The United Nations is admitting that its ill-fated peacekeeping mission in Sierra Leone is in "deep trouble," and is deteriorating. Over 500 UN troops and civilians have been abducted and held hostage, the UN is accusing the RUF, one of the largest rebel groups in the country.
UN Secretary-General Kofi Annan appealed to the leader of RUF, Foday Sankoh, to stop all hostile action against UN peacekeepers.
Sierra Leone’s former colonial power, Britain, has begun deploying about 700 paratroopers and 700 Royal Marines, primarily to help evacuate British nationals trapped in Sierra Leone. Some reports, however, suggest that the well-equipped British contingent could be the nucleus of an overall rapid reaction force that Annan says it may be necessary to deploy.
Responding to reports that armed rebels were moving into Sierra Leone from Guinea and Liberia, Annan called on governments of neighboring states to "do everything possible" to prevent the movement of rebels from their territories.
Meanwhile, Annan has expressed fears that the violence in Sierra Leone could jeopardize all future UN peace-keeping operations in Africa. UN member states, particularly Western nations, were reluctant to intervene in the 1994 genocide in Rwanda after 18 U.S. rangers were killed in Somalia in 1993. Also, 24 Pakistani troops were killed, the largest single attack on UN peacekeepers.

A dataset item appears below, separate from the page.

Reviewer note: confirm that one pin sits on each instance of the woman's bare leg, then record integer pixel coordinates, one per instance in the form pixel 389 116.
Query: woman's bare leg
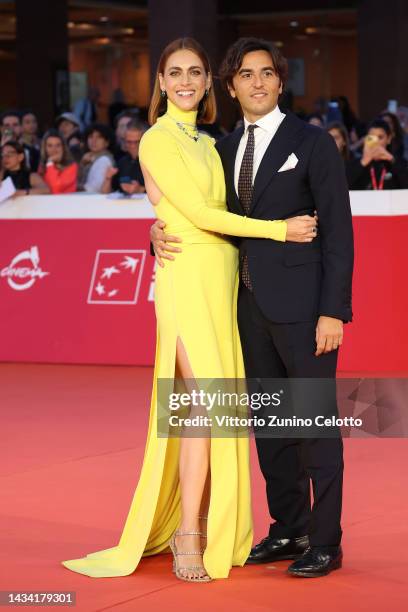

- Ambassador Ibrahim Kamara, is Sierra Leone’s Ambassador to the United Nations.
- Representative Tony Hall, went to Sierra Leone in December. With the example of Sierra Leone, in November 1999, he introduced the Consumer Access to a Responsible Accounting of Trade Act, or CARAT, which calls for disclosing where diamonds are mined to American consumers, who buy 65 percent of the world’s gem-quality diamonds.
- Ezekiel Pajibo, is a policy analyst at the African Faith and Justice Network at Catholic University in Washington, DC.
- Abdul Rahman Lamin, is spokesperson for the Coalition for Democracy in Sierra Leone.
- Ian Smillie, Associate with the Thomas J. Watson Jr. Institute at Brown University. He is co-author of a recent report by Partnership Africa Canada called "The Heart of the Matter: Sierra Leone, Diamonds and Human Security." The report charges the diamond giant De Beers with involvement in the illicit Sierra Leone diamond trade.